Data Center / Cloud

Efficient CUDA Debugging: Memory Initialization and Thread Synchronization with NVIDIA Compute Sanitizer

NVIDIA Compute Sanitizer is a powerful tool that can save you time and effort while improving the reliability and performance of your CUDA applications. 

In our previous post, Efficient CUDA Debugging: How to Hunt Bugs with NVIDIA Compute Sanitzer, we explored efficient debugging in the realm of parallel programming. We discussed how debugging code in the CUDA environment can be both challenging and time-consuming, especially when dealing with thousands of threads, and how Compute Sanitizer can help with this process. 

This post continues our exploration of efficient CUDA debugging. It highlights a few more Compute Sanitizer tools and walks through several examples. 

NVIDIA Compute Sanitizer

Compute Sanitizer is a suite of tools that can perform different types of checks on the functional correctness of your code. There are four main tools:

  • memcheck: Memory access error and leak detection
  • racecheck: Shared memory data access hazard detection tool
  • initcheck: Uninitialized device global memory access detection tool
  • synccheck: Thread synchronization hazard detection

In addition to these tools, Compute Sanitizer capabilities include:

This post focuses on debugging code and catching bugs related to uninitialized device arrays using initcheck, and synchronization using synccheck. For more information about using memcheck for discovering memory leaks and racecheck for finding race conditions, see Efficient CUDA Debugging: How to Hunt Bugs with NVIDIA Compute Sanitizer.

Initialization checking

initcheck helps you identify and resolve uninitialized memory access errors in CUDA code. Uninitialized memory access can lead to unpredictable behavior and incorrect results in CUDA applications. 

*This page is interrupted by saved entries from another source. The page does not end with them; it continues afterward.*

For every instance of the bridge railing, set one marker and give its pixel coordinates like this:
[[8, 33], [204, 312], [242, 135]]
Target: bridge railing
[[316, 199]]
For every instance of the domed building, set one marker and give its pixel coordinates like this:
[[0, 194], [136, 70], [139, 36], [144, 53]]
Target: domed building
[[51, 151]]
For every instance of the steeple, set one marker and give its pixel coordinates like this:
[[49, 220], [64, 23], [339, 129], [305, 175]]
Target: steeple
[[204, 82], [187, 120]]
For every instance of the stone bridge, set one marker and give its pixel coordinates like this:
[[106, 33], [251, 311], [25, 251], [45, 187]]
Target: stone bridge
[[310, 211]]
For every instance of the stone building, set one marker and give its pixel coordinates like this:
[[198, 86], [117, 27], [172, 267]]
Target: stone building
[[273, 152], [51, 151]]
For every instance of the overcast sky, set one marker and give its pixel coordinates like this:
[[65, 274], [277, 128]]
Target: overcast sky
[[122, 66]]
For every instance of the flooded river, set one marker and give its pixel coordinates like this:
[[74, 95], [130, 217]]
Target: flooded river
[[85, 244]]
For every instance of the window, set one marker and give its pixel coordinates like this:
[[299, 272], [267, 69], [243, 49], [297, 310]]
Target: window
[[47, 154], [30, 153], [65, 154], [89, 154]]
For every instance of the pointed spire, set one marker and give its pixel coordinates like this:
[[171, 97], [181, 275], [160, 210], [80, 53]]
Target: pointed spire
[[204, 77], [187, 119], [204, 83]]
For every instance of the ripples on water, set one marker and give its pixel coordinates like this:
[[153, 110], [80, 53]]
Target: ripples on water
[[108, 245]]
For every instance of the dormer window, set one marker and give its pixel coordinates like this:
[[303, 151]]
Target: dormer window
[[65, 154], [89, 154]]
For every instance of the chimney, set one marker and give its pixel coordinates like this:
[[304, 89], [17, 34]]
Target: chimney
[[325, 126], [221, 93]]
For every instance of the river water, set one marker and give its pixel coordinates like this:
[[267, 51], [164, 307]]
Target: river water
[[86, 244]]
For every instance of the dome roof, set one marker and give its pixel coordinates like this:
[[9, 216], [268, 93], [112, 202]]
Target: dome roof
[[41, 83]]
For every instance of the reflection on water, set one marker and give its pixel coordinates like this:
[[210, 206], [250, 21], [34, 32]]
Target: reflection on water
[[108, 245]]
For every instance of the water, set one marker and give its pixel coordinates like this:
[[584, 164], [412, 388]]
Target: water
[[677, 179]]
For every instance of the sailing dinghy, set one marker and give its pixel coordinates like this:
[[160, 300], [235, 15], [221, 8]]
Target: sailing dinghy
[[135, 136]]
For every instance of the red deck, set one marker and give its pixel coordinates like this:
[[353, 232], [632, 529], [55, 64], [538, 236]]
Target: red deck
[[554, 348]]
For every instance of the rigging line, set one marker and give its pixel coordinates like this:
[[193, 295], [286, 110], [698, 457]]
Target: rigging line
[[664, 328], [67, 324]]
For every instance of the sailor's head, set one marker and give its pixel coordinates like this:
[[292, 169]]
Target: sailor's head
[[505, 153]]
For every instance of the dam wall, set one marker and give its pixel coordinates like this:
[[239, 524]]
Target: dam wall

initcheck can detect uninitialized memory access to global memory in device code. It provides detailed information about the location and timing of the access, as well as the stack trace of the accessing thread. This helps to reveal the root cause of the issue and resolve the problem.

To provide an example, the following code example benefits from initialization checking:

#include <stdio.h>

#define THREADS 32
#define BLOCKS 2

__global__ void addToVector(float *v) {
  int tx = threadIdx.x + blockDim.x * blockIdx.x;
  v[tx] += tx;
}

int main(int argc, char **argv) {
  float *d_vec = NULL;
  float *h_vec = NULL;

  h_vec = (float *)malloc(BLOCKS*THREADS * sizeof(float));
  cudaMalloc((void**)&d_vec, sizeof(float) * BLOCKS * THREADS);
  cudaMemset(d_vec, 0, BLOCKS * THREADS); // Zero the array

  addToVector<<<BLOCKS, THREADS>>>(d_vec);
  cudaMemcpy(h_vec, d_vec, BLOCKS*THREADS * sizeof(float), cudaMemcpyDeviceToHost);
  cudaDeviceSynchronize();
  printf("After : Vector 0, 1 .. N-1: %f %f .. %f\n", h_vec[0], h_vec[1], h_vec[BLOCKS*THREADS-1]);

  cudaFree(d_vec);
  free(h_vec);
  exit(0);
}

This code contains a CUDA kernel called addToVector that performs a simple add of a value to each element in a vector, with the results written back to the same element. At ‌first glance, it looks fine: allocate the vector on the device with cudaMalloc, then zero it with cudaMemset, then perform calculations in the kernel. It even prints out the correct answer:

$ nvcc -lineinfo initcheck_example.cu -o initcheck_example
$ ./initcheck_example
After : Vector 0, 1 .. N-1: 0.000000 1.000000 .. 63.000000

But the code contains a small mistake. (Twenty points if you can spot it.)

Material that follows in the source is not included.